Let’s make the distinction between good pain and bad pain.
Good Pain
The only good pain is the feelings commonly associated with exercise (i.e., muscles burning, aerobic demands, mental discomfort).
Acceptable Pain
Acceptable pain is soreness; we don’t want it, but when training, it will be there from time to time. I do my best not to train sore muscles because they are in recovery mode and I want them to recover as fast as possible.
Bad Pain (but a Good Friend)
You know what bad pain is. It overrides everything. It is sharp, throbbing, pulsing, shooting…you get it. It is your body stepping in and saying something is not right. Listen to that instinct.
Pain is subjective. It can be anything from a 1 (’tis but a scratch) to a 10 (get to a hospital). Regardless of the level, a response is required from you. Unfortunately, some people suck it up and ignore pain leading to more serious injuries or greatly limiting performance. Others let pain create fear and guarding, causing psychological pain in addition to physical pain. To all of these people, I say, “STOP IT” (slap)!
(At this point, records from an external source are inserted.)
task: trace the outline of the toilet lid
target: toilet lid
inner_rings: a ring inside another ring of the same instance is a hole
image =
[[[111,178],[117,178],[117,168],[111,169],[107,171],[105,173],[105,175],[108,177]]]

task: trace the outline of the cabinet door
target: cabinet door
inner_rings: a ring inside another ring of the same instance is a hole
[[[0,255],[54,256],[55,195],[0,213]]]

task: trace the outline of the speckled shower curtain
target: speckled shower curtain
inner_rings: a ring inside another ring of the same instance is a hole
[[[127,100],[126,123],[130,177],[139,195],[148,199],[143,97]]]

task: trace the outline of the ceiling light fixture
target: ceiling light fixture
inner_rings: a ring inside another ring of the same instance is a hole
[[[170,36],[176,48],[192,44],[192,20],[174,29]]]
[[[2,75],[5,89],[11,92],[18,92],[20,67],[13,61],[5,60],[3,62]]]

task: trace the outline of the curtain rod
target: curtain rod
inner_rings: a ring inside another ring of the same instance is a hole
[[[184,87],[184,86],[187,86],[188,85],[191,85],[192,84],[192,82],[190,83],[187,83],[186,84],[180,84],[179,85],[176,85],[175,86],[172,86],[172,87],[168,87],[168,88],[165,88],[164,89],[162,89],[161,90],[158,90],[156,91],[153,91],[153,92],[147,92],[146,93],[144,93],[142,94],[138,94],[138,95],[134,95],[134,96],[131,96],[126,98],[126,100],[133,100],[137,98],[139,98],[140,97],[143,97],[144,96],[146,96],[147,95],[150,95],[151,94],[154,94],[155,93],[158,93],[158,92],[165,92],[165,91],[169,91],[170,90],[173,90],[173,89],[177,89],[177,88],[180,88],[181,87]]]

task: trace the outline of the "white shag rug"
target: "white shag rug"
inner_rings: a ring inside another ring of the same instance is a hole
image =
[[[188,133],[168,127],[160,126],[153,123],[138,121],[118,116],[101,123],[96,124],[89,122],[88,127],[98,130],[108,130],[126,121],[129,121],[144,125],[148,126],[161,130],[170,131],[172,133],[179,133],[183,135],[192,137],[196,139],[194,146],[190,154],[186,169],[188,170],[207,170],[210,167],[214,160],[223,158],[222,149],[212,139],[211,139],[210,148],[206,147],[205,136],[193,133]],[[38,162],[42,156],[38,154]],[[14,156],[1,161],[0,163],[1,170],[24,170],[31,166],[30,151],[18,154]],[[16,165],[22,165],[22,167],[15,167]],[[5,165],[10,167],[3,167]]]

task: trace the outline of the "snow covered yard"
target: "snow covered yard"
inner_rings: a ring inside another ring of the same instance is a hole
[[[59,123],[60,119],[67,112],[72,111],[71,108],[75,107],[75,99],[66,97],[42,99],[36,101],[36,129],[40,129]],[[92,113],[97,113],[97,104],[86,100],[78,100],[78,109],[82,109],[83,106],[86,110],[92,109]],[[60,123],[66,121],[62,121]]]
I’ll acknowledge that your pain is real, no matter your response to it. It’s nobody’s place to say how you should respond to pain (other than me telling you to respond to pain with action). I know, it’s exhausting, it’s expensive, it’s time-consuming, it’s defeating, but I’m betting you’d prefer to have less pain and would trade almost anything to be pain-free.
I’m confident there is a solution somewhere out there that will allow you to live a pain-free life or, at the very least, lessen the pain to something more tolerable. Keep looking until you find the solution.
In summary, if you have pain, deal with it. Pain is not something you deal with, it is something you haven’t dealt with and need to because ignoring won’t go well in the long run.